When communities experience heightened anxiety, effective leaders are especially important.
Join us for an in-person Day of Learning as we learn from Craig Gilliam (JustPeace) about how leaders can calm the storm, create space for vision, and lead congregations to a place of hope and expectation.
Participants will:
- Understand what chronic anxiety is and identify indicators of high anxiety in your congregational or personal life system.
- Identify emerging qualities and practices for effective leaders and leadership excellence, especially in times of high anxiety, change, difficult conversations, and discernment.
- Distinguish practices as leaders to help calm the system, quieten the noise, and slow things down (if needed), so people can think, hear, feel, pray, and respond at their best.
- Identify possible steps to help create open, safe space for listening and learning to maximize insights and wisdom and minimize the harm people can do to each other through reactive, destructive behaviors and conversations.
Leading During Anxious Times
October 20, 9:30am – 3pm (*doors open at 9am)
St. Andrews UMC, Raleigh (Map it)
$50/person, includes lunch
(20% discount for registering 3 or more)
Don’t delay! The deadline to register is October 15. Groups receiving the discount must register by October 10.
About the Day:
I believe that God, whose middle name is Surprise, shows up in the most unusual places, spaces, and faces, and is still at work in the midst of it all, including in anxiety and chaos.
High anxiety and reactivity are recurring themes in our congregations and the ecclesiastical system. When individuals and communities are highly anxious, they are not at their best. Congregations holding sustained high anxiety trend toward negativity, mistrust, reactivity, and a loss of purpose, resulting in ineffectiveness, disengagement, unhealthy conflict, and burn-out. The joy of ministry gets lost, as does motivation, engagement, and excellence. Also, high anxiety over time can take its toll on the leaders’ and community’s health, well-being, and soul.With the struggles going on in the church and systems in which it is nested, such as politics, a pandemic, social justice issues, and other complex influences, it is no surprise that anxiety is soaring. But to navigate a congregation through the winds of this time takes self-awareness on the part of leaders. Research shows that leadership excellence and self-awareness walk together and include ways of being (I-Thou) and doing. Both for lay and clergy, leadership is a skill to develop and art to cultivate. The artistry and impact are greatest for those who identify, embody, and work from their unique talents and strengths.
About W. Craig Gilliam:
Achiever | Learner | Adaptability | Maximizer | Relator
Dr.
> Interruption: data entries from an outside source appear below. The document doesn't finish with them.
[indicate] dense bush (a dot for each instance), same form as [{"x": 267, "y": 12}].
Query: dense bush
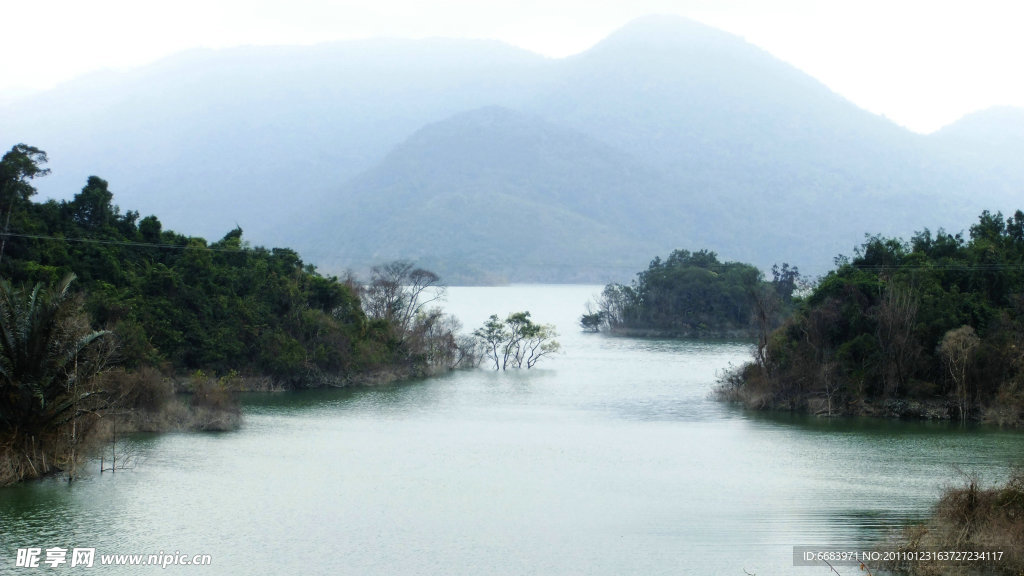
[{"x": 931, "y": 327}]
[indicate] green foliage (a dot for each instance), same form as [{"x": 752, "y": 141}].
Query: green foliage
[
  {"x": 936, "y": 319},
  {"x": 187, "y": 303},
  {"x": 516, "y": 341},
  {"x": 47, "y": 356},
  {"x": 694, "y": 294}
]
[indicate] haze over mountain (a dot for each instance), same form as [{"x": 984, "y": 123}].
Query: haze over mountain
[{"x": 493, "y": 164}]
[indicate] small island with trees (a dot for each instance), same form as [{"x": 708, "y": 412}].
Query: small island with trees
[{"x": 927, "y": 328}]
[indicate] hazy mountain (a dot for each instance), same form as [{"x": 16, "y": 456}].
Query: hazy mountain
[
  {"x": 489, "y": 163},
  {"x": 497, "y": 195},
  {"x": 990, "y": 141},
  {"x": 212, "y": 137}
]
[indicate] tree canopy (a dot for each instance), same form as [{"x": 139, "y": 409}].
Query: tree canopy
[
  {"x": 937, "y": 318},
  {"x": 691, "y": 294}
]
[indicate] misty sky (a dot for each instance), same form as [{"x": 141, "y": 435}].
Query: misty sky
[{"x": 922, "y": 64}]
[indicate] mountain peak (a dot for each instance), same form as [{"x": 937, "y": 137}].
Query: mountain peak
[{"x": 668, "y": 31}]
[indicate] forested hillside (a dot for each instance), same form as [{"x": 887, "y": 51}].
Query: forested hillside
[
  {"x": 928, "y": 327},
  {"x": 185, "y": 303}
]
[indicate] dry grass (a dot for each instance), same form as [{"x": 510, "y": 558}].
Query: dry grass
[{"x": 971, "y": 518}]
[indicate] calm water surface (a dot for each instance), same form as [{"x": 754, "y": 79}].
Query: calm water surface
[{"x": 609, "y": 458}]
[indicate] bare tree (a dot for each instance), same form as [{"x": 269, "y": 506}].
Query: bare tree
[
  {"x": 398, "y": 291},
  {"x": 896, "y": 316},
  {"x": 957, "y": 351}
]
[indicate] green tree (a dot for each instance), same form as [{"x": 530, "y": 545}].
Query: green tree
[
  {"x": 516, "y": 341},
  {"x": 17, "y": 166},
  {"x": 48, "y": 360}
]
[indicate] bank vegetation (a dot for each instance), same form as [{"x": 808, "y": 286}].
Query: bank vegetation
[
  {"x": 109, "y": 322},
  {"x": 932, "y": 327}
]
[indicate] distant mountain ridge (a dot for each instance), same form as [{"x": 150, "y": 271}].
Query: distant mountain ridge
[{"x": 492, "y": 164}]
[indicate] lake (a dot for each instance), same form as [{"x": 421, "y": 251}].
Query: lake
[{"x": 609, "y": 458}]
W. Craig Gilliam is the founder and owner of Gilliam & Associates, LLC and resides in Shreveport, LA. He is a member of the Louisiana Conference, UMC (elder). While he is part of the UMC, his work in religious congregations and other religious organizations have been with various faith traditions. Professionally, he works in the field of I/O psychology, is an organizational consultant and coach, Gallup-Certified Strengths Coach, Certified in Barrett’s Cultural Values Assessment and Master trainer and coach on The Predictive Index. Moreover, he is a facilitator, educator and works in areas of leadership development, change management, conflict transformation (both training and interventions), employee/membership engagement and motivation, and assists religious organizations, congregations, and businesses in creating strengths-based, engaged cultures for higher performance and improved outcomes.
With over 25+ years of experience in leadership coaching, conflict transformation, and organizational consulting, he has served in various capacities. Some include faculty at a counseling and training center in New Orleans; adjunct instructor at SMU; director of a center for pastoral/leadership excellence for the LA Conference, UMC; on staff as a consultant for a mediation and conflict transformation center in Washington, D.C., (JustPeace), and as a senior consultant and conflict resolution specialist for an organization in Utah. Craig’s dissertation was on leadership and the effects of anxiety and conflict in organizational and congregational life.